RIO e BRASÍLIA – O projeto das eólicas offshore, que trouxe de volta diversas pendências setoriais por alocação de benefícios para fontes, despachou para o Senado Federal no dia mais intenso da ‘semana verde’ da Câmara dos Deputados uma solução para manter sob contrato, até 2050, térmicas a carvão mineral.
Não há, no texto, contrapartidas ambientais, como redução de emissões ou aumento da eficiência. Mas as empresas precisam abrir mão de descontos dados na Conta de Desenvolvimento Energético (CDE).
A urgência é justificada no Congresso Nacional pela iminente descontratação das usinas na região do Sul, entre elas a usina de Figueira (PR), da Copel, com vencimento a partir de dezembro. A estatal foi privatizada este ano.

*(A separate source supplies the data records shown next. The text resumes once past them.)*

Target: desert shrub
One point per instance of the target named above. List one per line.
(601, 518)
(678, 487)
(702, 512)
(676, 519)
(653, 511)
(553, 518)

Se aprovado, o projeto beneficia Candiota 3, vendida esse ano pela Eletrobras para a Âmbar Energia, da holding J&F.
Interesse suprapartidário
É uma agenda suprapartidária: antes de entrar no texto sob relatoria de Zé Vitor (PL/RS), a recontratação das térmicas já tinha encontrado amparo em propostas dos senadores Paulo Paim, do PT do Rio Grande do Sul, a Sérgio Moro do União Brasil do Paraná.

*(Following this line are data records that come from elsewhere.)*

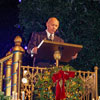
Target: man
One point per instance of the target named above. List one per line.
(52, 25)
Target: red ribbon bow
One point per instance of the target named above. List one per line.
(60, 77)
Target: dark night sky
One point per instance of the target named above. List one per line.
(8, 18)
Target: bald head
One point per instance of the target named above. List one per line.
(52, 25)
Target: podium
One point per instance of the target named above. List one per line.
(49, 50)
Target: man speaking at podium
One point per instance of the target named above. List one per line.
(52, 25)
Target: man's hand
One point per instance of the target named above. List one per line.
(34, 50)
(75, 56)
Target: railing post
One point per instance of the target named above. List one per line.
(17, 58)
(96, 81)
(8, 76)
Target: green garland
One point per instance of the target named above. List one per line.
(45, 88)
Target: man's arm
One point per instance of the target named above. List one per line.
(32, 43)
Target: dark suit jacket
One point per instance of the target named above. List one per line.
(37, 37)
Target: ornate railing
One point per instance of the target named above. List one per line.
(14, 74)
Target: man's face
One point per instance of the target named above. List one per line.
(52, 25)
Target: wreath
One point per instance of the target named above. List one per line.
(45, 88)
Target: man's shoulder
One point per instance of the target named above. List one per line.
(58, 39)
(39, 33)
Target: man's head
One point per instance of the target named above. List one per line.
(52, 24)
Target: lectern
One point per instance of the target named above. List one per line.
(63, 52)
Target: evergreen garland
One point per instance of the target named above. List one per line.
(45, 88)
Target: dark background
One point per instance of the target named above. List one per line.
(8, 20)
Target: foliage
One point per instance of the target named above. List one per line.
(79, 24)
(3, 97)
(45, 88)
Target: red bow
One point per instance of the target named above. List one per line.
(60, 77)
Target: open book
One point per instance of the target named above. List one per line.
(47, 48)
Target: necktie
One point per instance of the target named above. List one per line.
(51, 37)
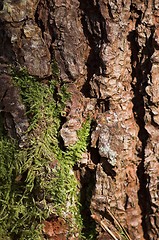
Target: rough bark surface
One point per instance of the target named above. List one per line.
(107, 52)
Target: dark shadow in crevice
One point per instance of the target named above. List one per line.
(6, 51)
(141, 71)
(94, 28)
(87, 181)
(108, 168)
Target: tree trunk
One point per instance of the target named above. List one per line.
(107, 54)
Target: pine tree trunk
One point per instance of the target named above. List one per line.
(107, 54)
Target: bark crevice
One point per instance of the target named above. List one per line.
(141, 74)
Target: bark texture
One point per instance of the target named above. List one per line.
(107, 52)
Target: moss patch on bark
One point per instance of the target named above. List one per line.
(37, 181)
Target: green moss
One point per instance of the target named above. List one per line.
(31, 189)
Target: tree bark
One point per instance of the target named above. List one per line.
(107, 53)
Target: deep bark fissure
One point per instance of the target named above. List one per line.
(141, 72)
(94, 28)
(87, 182)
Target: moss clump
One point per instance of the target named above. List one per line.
(38, 181)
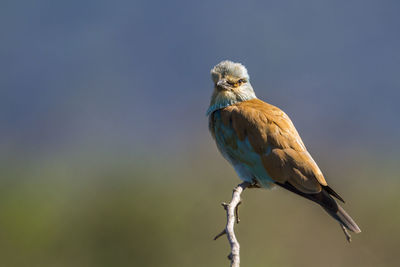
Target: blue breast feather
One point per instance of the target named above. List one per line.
(240, 154)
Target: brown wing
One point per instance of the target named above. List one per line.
(273, 136)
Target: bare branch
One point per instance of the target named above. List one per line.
(231, 211)
(346, 233)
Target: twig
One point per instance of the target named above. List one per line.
(231, 211)
(346, 233)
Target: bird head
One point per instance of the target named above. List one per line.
(231, 85)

O presidente da Frente Parlamentar da Agricultura (FPA), Pedro Lupion (PP/PR), citou especificamente o caso de Figueira como justificativa para a aprovação das emendas. Se não entrasse nesse projeto, entraria em outros, disse o deputado à agência epbr nesta quarta (29/11).
Na Câmara, passou com mais de 400 votos, com apoio da base petista aos liberais do Novo. A resistência, mínima, se deu pelo viés ambiental. O PSOL, aliado do governo, decidiu votar com o Ministério do Meio Ambiente, de Marina Silva (Rede).

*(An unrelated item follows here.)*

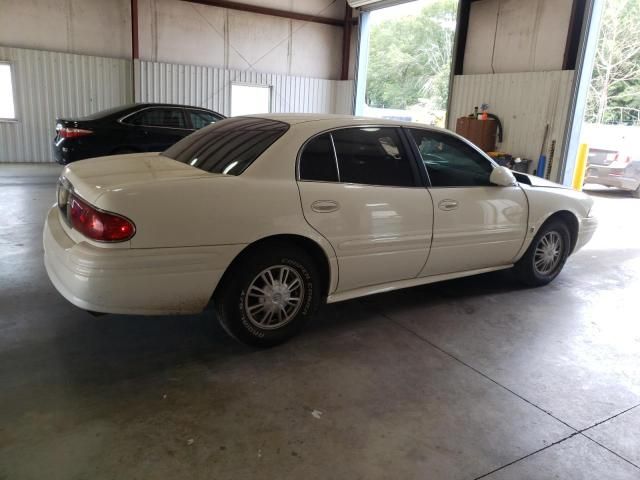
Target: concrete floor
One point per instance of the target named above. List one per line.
(476, 378)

“Não vamos aumentar emissão nenhuma”, afirma Fernando Luiz Zancan, presidente da Associação Brasileira de Carvão Mineral (ABCM), em defesa do texto. Isto é, o setor defende que as térmicas não vão adicionar um megawatt de potência fóssil na matriz, com a medida.
Sem contrapartidas ambientais
Os cientistas climáticos alertam, contudo, que é preciso diminuir e rápido. O mundo está distante da curva de redução de emissões necessárias para conter os eventos climáticos extremos e mais frequentes que fragilizam ainda mais os sistemas de energia. E quando falta, quem segura são as térmicas.
Há três meses, a violência das chuvas tem deixado um rastro de destruição na região Sul do país e estiagem, favorecendo queimadas no Norte, em razão dos desequilíbrios climáticos provocados pelo El Nino.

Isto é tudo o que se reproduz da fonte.